Take another example, of Amplitude. Again some teams might be building their intelligence on top of the Amplitude dashboards but this is their own proactiveness, incentive, and culture—Amplitude is not really selling the product on that value.
Building intelligence capability
What I am particularly looking for are the patterns that emerge in the interactions, the insights, and the signals and system behavior when we use any of these tools over time. (For the moment, I am talking about AI-less intelligence. We shall have a quick look at the AI-powered intelligence some other day.)
For example about the ROI of using Miro, we see references such as product analysis or the business value and ROI. These are good facilitators, enablers, or the revenue levers for the organizations. When I saw the Amplitude ROI Guide, it talks about the direct benefits as below.

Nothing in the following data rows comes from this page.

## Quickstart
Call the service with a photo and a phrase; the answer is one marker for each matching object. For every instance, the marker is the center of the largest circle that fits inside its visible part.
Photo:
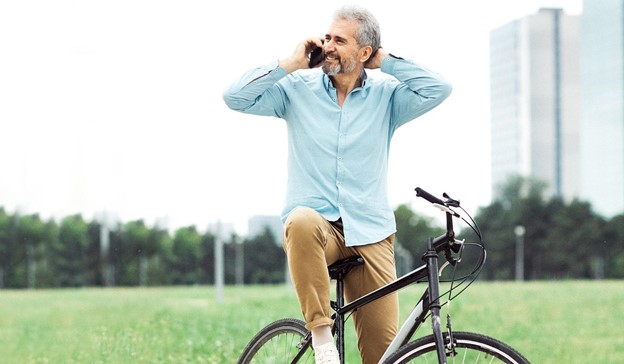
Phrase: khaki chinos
(311, 244)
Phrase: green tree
(184, 259)
(265, 261)
(69, 252)
(413, 231)
(612, 247)
(7, 239)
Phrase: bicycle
(288, 341)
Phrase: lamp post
(519, 231)
(219, 263)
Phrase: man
(340, 123)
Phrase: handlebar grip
(427, 196)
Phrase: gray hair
(368, 32)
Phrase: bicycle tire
(469, 348)
(278, 342)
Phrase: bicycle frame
(418, 314)
(428, 302)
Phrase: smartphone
(316, 57)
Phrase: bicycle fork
(431, 259)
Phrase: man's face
(341, 48)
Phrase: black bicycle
(288, 341)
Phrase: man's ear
(366, 53)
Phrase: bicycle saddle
(341, 267)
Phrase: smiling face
(343, 54)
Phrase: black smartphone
(316, 57)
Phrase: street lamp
(519, 231)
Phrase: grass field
(550, 322)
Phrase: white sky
(116, 105)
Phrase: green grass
(549, 322)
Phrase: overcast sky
(116, 105)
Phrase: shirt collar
(329, 85)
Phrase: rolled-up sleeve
(257, 91)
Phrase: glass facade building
(602, 105)
(534, 102)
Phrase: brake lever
(446, 209)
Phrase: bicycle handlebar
(445, 241)
(427, 196)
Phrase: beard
(344, 66)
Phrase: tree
(183, 261)
(612, 247)
(264, 260)
(414, 230)
(69, 252)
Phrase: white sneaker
(326, 354)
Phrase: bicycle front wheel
(468, 348)
(282, 341)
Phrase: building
(535, 101)
(602, 107)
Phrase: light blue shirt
(338, 156)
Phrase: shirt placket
(340, 161)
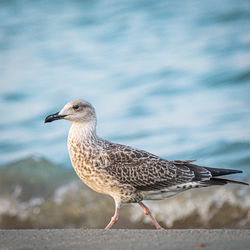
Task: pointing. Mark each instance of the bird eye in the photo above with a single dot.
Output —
(75, 107)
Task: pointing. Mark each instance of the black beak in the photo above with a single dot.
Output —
(53, 117)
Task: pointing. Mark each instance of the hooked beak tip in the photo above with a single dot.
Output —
(53, 117)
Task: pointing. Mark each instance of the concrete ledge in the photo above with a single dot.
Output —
(124, 239)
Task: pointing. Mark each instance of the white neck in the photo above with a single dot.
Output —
(83, 132)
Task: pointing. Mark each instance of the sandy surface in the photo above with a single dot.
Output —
(124, 239)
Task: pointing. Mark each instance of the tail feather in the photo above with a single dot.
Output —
(222, 171)
(220, 181)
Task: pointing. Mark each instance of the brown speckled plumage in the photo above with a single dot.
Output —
(127, 174)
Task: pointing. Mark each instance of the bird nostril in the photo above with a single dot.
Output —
(75, 107)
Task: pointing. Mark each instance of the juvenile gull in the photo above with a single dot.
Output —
(128, 175)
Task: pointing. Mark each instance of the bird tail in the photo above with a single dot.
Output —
(222, 171)
(220, 181)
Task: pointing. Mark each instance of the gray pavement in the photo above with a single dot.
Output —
(125, 239)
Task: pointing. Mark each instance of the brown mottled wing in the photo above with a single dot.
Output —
(146, 171)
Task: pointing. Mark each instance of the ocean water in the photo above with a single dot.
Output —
(170, 77)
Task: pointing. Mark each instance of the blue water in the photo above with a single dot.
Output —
(170, 77)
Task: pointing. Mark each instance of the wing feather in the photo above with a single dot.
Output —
(146, 171)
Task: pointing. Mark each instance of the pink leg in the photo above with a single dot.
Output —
(148, 213)
(114, 219)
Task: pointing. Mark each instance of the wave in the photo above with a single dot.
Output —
(35, 193)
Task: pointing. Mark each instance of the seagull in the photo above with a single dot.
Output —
(127, 174)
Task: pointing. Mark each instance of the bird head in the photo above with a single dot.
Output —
(78, 111)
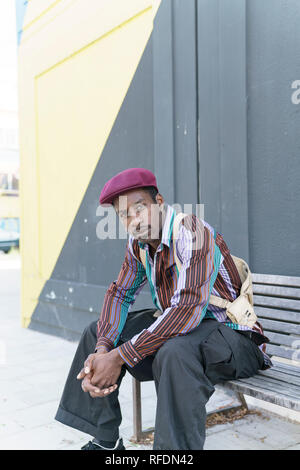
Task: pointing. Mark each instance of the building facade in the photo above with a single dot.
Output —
(205, 93)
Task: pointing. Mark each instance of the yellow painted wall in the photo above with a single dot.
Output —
(76, 61)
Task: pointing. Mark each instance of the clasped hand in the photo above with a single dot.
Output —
(100, 373)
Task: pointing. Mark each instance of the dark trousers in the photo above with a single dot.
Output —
(185, 370)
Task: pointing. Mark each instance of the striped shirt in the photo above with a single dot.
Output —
(182, 297)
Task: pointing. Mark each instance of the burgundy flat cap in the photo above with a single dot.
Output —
(124, 181)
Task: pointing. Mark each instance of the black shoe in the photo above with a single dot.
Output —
(94, 446)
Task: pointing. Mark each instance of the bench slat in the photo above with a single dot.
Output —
(262, 394)
(290, 390)
(286, 368)
(280, 376)
(281, 327)
(285, 315)
(276, 280)
(286, 340)
(277, 302)
(277, 291)
(283, 351)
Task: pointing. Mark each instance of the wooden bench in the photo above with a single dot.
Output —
(277, 305)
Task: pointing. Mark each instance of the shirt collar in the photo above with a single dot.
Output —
(167, 229)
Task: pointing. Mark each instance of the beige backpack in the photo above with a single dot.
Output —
(241, 309)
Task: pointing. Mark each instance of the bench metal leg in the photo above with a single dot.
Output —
(242, 400)
(137, 410)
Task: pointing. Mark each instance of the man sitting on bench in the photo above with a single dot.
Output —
(186, 348)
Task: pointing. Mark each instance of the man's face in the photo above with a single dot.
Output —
(140, 215)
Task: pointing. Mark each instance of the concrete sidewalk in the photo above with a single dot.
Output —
(33, 370)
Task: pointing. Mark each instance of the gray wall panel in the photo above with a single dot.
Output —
(273, 63)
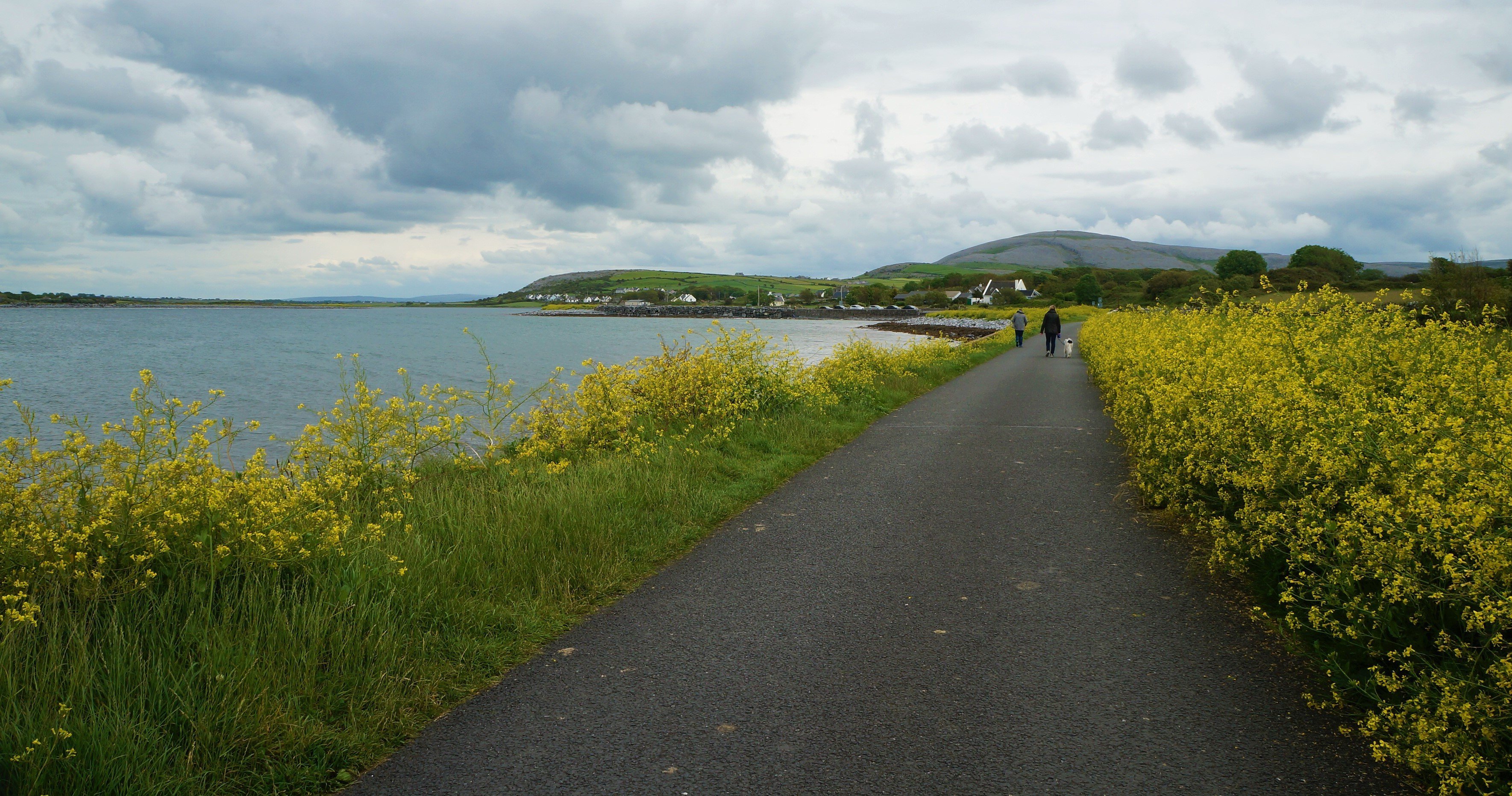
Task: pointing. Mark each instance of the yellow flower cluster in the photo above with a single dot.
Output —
(161, 497)
(1355, 464)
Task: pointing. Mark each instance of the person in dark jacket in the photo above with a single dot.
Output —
(1051, 327)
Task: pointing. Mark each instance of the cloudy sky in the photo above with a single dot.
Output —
(407, 147)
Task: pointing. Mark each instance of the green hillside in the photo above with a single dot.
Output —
(607, 282)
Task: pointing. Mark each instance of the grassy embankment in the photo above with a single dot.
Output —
(180, 629)
(1351, 462)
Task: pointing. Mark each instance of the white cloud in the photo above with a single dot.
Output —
(1153, 69)
(1110, 132)
(1192, 129)
(1414, 105)
(1004, 144)
(131, 197)
(180, 147)
(1289, 99)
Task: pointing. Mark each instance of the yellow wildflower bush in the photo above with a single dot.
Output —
(162, 497)
(1354, 462)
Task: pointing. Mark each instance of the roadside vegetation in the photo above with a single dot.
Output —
(1351, 462)
(173, 624)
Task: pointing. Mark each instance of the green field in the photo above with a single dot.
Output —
(912, 271)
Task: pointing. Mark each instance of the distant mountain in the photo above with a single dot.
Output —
(1048, 250)
(577, 276)
(440, 299)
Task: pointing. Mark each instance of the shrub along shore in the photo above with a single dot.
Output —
(179, 626)
(1351, 462)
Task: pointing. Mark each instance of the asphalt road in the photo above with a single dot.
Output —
(959, 601)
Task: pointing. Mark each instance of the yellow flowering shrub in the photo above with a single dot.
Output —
(1354, 462)
(161, 494)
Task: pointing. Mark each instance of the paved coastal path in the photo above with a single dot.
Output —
(959, 601)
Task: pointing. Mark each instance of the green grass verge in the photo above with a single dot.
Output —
(295, 684)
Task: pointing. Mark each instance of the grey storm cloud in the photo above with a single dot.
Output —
(1499, 153)
(1497, 66)
(1110, 132)
(574, 103)
(1153, 69)
(1289, 102)
(1192, 129)
(11, 59)
(1004, 144)
(1032, 76)
(872, 173)
(102, 100)
(1414, 105)
(866, 176)
(872, 123)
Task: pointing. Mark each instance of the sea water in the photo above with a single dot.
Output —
(84, 362)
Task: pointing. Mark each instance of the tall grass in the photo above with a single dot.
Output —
(294, 679)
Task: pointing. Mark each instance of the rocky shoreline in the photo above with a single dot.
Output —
(956, 329)
(716, 311)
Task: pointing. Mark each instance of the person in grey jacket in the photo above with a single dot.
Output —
(1051, 327)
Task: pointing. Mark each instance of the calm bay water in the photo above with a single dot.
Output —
(271, 359)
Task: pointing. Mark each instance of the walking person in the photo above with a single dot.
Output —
(1051, 327)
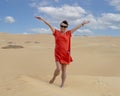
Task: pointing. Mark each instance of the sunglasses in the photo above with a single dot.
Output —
(63, 26)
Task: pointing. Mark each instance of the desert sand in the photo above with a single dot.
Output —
(26, 70)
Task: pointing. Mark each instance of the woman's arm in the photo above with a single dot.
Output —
(80, 25)
(48, 24)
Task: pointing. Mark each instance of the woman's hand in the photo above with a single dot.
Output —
(38, 17)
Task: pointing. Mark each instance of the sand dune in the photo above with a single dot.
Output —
(26, 71)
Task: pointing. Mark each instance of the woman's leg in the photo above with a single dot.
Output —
(56, 72)
(63, 76)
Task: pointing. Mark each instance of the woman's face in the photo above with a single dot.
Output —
(63, 27)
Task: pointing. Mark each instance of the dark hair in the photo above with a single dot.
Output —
(65, 22)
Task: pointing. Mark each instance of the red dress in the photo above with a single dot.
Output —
(62, 47)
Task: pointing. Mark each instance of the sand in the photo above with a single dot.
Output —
(26, 70)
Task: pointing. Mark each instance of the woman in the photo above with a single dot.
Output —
(62, 47)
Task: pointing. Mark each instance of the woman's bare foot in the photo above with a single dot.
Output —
(51, 81)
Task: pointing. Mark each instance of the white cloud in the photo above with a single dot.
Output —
(40, 30)
(84, 32)
(105, 21)
(115, 3)
(9, 19)
(65, 11)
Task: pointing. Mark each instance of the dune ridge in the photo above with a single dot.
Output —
(27, 71)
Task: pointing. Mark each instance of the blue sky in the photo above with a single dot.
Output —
(17, 16)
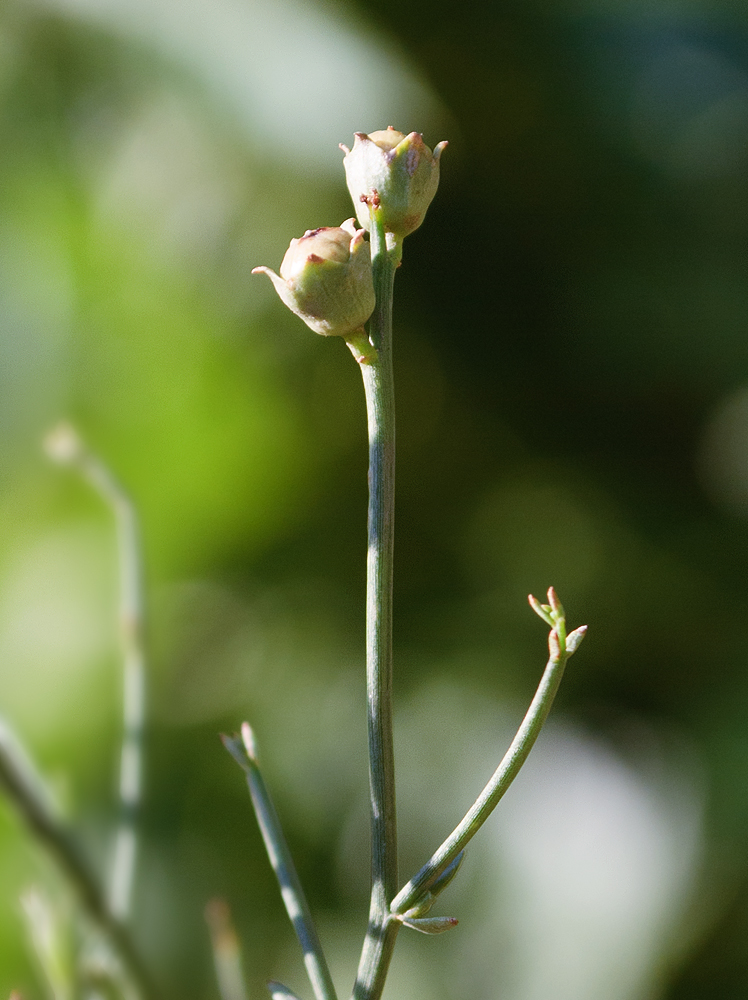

This is an opportunity oversight in my opinion, and I have been trying to build some conversations in this directions, recently.
For example Linear is one such team who are thoughtful, design-centric (their interaction design practices show it), visionary, and they speak about products for the right value metrics. In one of my tweets, I talked about building product intelligence capabilities in Linear on top of their current product stories.

On another day, I spoke to a product leader who have an AI powered design audit tool. UX is so subjective to evaluate by AI, and so when I first heard of them, I was a bit apprehensive about how the tool might work. When we had a demo, I saw the promise—a comprehensive report on usability, interactions logic, inaccuracy in message, and I anticipate them doing well in this category.
In my next discussions with them, I brought up how they can identify the patterns and connect the dots to build product intelligence, as an extension of their core positioning. It really interests me when teams think big and broad, beyond the boundaries of enablement and empowerment.
Products are not hard (my comment in a LinkedIn post by Itamar Gilad).
Building a business is hard. Team products should build product intelligence capability for the users, it may not make building businesses easier but it gives a lot of confidence to the leaders—right confidence at the right time is what they often need.